Ezra Miller's Flash standing in the street

As you may be aware from the copious leaks the movie has endured, there are a lot of cameos in The Flash. Some make sense in universe, at least passably: 168澳洲幸运5开奖网:Wonder Woman shows up at the start during a run-of-the-mill superhero disaster and helps save the day. Others have more weight: Michael Keaton is Batman for the majority of the movie, and while the plot is as tangled as Batman's metaphorical plate of spaghetti draining any narrative power, Keaton is not treated as an action figure but as a real character, alive and with agency in his own world. The rest of them, not so much.

First off, there's Christopher Reeve. Aside from the fact that he's dead, you ghouls, all he does is stand there. Helen Slater's Supergirl just floats there in CGI too, even though Slater is still alive. I understand the idea of 'cinema as toybox', even if I hate it, but why would your action figures just stand there and do nothing? We also see Nicolas Cage reprise his role as Superman from the cancelled Superman Lives movie, but he does not interact with any character despite having actually filmed his part rather than being CGI'd in. With Adam West's Batman, George Reeves' Superman, and Teddy Sears' Jay Garrick, it's little more than a PowerPoint presentation of old archive footage.

The Flash Michael Keaton Batman with his mask off, saying "Let's get nuts"

It's like something you might see in a museum of superheroes playing on a little screen next to their costumes in a glass box, an exhibit most fans would rush past to see the toothbrush Scarlett Johansson used on the set of Captain America: The Winter Soldier.

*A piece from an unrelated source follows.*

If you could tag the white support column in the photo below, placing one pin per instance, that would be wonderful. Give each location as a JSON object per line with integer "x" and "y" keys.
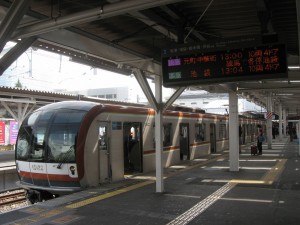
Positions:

I'm never going to be on board with throwing a bunch of old characters on screen and calling it a movie, but I understand that some people would be. Surely even those people want to see the characters do something rather than just be there? If not, I have a free idea for a $1 billion dollar movie - just show a picture of RDJ as Iron Man, and then a picture of Lynda Carter as Wonder Woman. Swap back and forth between them for way too long, say like 2 hours 15 minutes. Then in a post credit scene it's Chris Evans, and you think he's going to be Captain America, but really he's the Human Torch. Also Rick Flag's yellow t-shirt is there.

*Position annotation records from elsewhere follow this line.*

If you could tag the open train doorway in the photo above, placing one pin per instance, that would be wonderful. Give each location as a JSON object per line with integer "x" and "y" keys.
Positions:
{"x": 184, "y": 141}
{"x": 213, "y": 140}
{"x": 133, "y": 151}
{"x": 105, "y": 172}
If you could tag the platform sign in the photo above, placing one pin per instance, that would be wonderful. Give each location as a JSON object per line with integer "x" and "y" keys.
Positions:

The Flash is an insulting movie in a lot of ways, but I expected that from the outset. What surprises me is how accidentally insulting it is, believing simply having old characters exist on screen is enough to get 168澳洲幸运5开奖网:Andrew Garfield Is Back levels of fandemonium. These are some of the worst cameos I've ever seen in a movie. Though some land (the Clooney Batman reveal does feel integrated into the story), most exist to be clapped at. I suspect the applause will be quiet and scattered at best.